SPECIAL STAFF REQUIREMENTS FOR PSYCHIATRIC HOSPITALS

Tag No.: B0136

Based on record review, staff interview, facility policy and videotape review, the facility failed to assure the Medical Director and Director of Nursing adequately monitored the appropriateness of care provided to a patient (C1) who died on 7/3/11. The facility began a root cause analysis following the death of patient C1, who was found unresponsive in bed by nursing staff at 3a.m. on 7/3/11, and pronounced dead with rigor mortis at 3:16a.m. on 7/3/11. However, the draft of the root cause analysis shown to the surveyor on 7/19/11 did not clearly identify several deficiencies found by the surveyor as problems needing correction.
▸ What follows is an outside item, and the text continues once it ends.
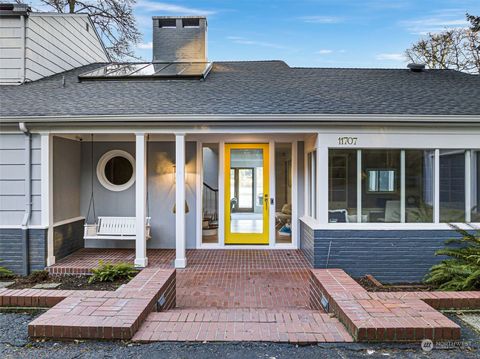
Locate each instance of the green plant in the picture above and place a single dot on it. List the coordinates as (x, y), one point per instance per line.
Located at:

Review of a videotape from the unit where C1 was housed revealed that nursing staff did not properly perform 15 minute patient rounds/checks, and did not begin timely CPR/Code procedures when patient C1 was found unresponsive. Nursing staff were not sufficiently aware of the seriousness of the patient's condition to immediately proceed with CPR/code blue procedures. Although administrative staff acknowledged these deficiencies and stated that they planned to retrain nursing staff on patient rounds/checks and CPR/code blue procedures, at the time of the survey (2 weeks after the patient's death), the retraining had not been scheduled and there was no documentation that any staff had received the retraining. These failures led to an IMMEDIATE JEOPARDY for the facility on 7/19/11 at 2:30p.m., and the Director of Quality Assurance/Director of Nursing and the Director of Inpatient Care were notified of the IJ.


Refer to B144 for the Medical Director's failure ensure the quality of medical services, and refer to B148 for the Director of Nursing's failure to assure adequate nursing care.